We agree that any incriminating statement, made by the defendant during the polygraph examination without Mirandizement, would have been inadmissible since he was then in custody on another offense. The law is clear that even though the offense for which a defendant is restrained is different from that for which he is interrogated, he must nevertheless, before questioning, be given his Miranda rights. See Young v. State, 234 So.2d 341 (Fla.1970), relying on Mathis v. United States, 391 U.S. 1, 4, 88 S.Ct. 1503, 1504, 20 L.Ed.2d 381 (1968).

Nevertheless, it appears from our examination of the transcription of the judge’s order orally denying the motion to suppress that his denial did not encompass any admissions made during the taking of the polygraph examination, since there was no stipulation agreeing that any such statements should be admitted. Therefore, we do not view the judge’s order as permitting the admission of incriminating evidence given during the examination.

It is, however, questionable whether the first incriminating statement taken immediately following the polygraph examination should have been admitted. The defendant was at that time in an emotional state, caused by the examiner’s comments to him that some of his answers appeared to be untruthful. Such a state may preclude a knowing and voluntary waiver of one’s Fifth Amendment rights. Breedlove v. State, 364 So.2d 495 (Fla. 4th DCA 1978). Yet, notwithstanding any taint attributable to the admission of the incriminating statements first made, we consider such error as harmless only, because the later two out-of-court admissions were in our judgment so sufficiently removed from the former as to be free from any further improper influences.
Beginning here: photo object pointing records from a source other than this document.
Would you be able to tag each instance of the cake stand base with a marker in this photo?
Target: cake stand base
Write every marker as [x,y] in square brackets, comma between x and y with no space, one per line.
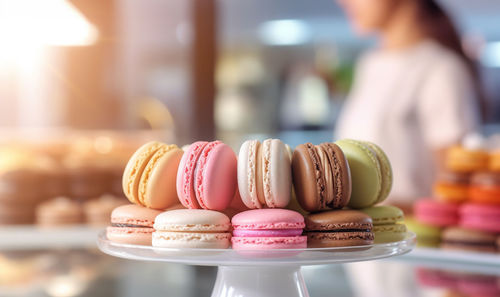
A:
[259,281]
[258,273]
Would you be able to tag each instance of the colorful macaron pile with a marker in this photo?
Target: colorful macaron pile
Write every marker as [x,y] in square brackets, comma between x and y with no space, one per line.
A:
[207,197]
[459,283]
[465,209]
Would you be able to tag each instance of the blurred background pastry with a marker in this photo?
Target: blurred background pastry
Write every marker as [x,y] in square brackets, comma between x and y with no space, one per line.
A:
[59,211]
[98,211]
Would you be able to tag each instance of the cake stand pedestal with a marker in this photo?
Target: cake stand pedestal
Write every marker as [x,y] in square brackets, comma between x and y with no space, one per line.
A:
[258,273]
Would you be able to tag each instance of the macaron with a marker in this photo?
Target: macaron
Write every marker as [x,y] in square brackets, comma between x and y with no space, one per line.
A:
[132,224]
[321,176]
[427,235]
[192,228]
[452,186]
[371,172]
[436,278]
[387,223]
[480,217]
[149,177]
[264,174]
[462,159]
[479,285]
[338,228]
[485,188]
[267,229]
[494,161]
[207,176]
[436,213]
[457,238]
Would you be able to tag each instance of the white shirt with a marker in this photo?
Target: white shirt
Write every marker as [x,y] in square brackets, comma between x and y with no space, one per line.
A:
[410,103]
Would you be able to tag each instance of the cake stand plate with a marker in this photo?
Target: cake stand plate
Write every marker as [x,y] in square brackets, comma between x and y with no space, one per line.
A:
[257,273]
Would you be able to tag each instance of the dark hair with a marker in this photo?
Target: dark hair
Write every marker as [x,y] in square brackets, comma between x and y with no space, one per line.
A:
[441,29]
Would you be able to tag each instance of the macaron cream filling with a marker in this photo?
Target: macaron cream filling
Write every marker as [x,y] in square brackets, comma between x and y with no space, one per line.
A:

If the mind of the defendant was overcome by emotional distress when he gave his first confession, this condition was not shown to exist later in the day when he made his second inculpatory admission in Perry. At that time he was fully advised of his rights and executed a form acknowledging this fact. The rule is well established that a proper warning will cure a prior failure to so warn. State v. Holt, 354 So.2d 888, 890 (Fla. 4th DCA 1978). Accord, State v. Presley, 389 So.2d 216 (Fla. 5th DCA 1980). Accordingly, we consider this case to be governed lay the State v. Holt rule, once it is shown that a proper warning was given to the defendant before a statement was elicited, and that his will was not overborne by emotional agitation. This rule is all the more applicable to the admission made on July 28,18 days following the administering of the polygraph examination; a statement initiated by the defendant without prior questioning by the officers.

AFFIRMED.

LARRY G. SMITH and SHIVERS, JJ., concur. 
      
      . The motion to suppress sought the suppression of four specifically identified statements as well as “[a]ll other incriminating statements made by the Defendant in response to interrogation .... ” One of the statements identified in the motion was not incriminating, while the other three were. As discussed infra, only the first statement given on July 10, 1981 was arguably inadmissible. Moreover, the judge’s order of suppression did not relate to any statement of an inculpatory nature actually made during the examination.
     
      
      . Turner had been taken into custody three days before the taking of the polygraph examination because he had violated his furlough or parole from the boy’s school where he had previously been detained.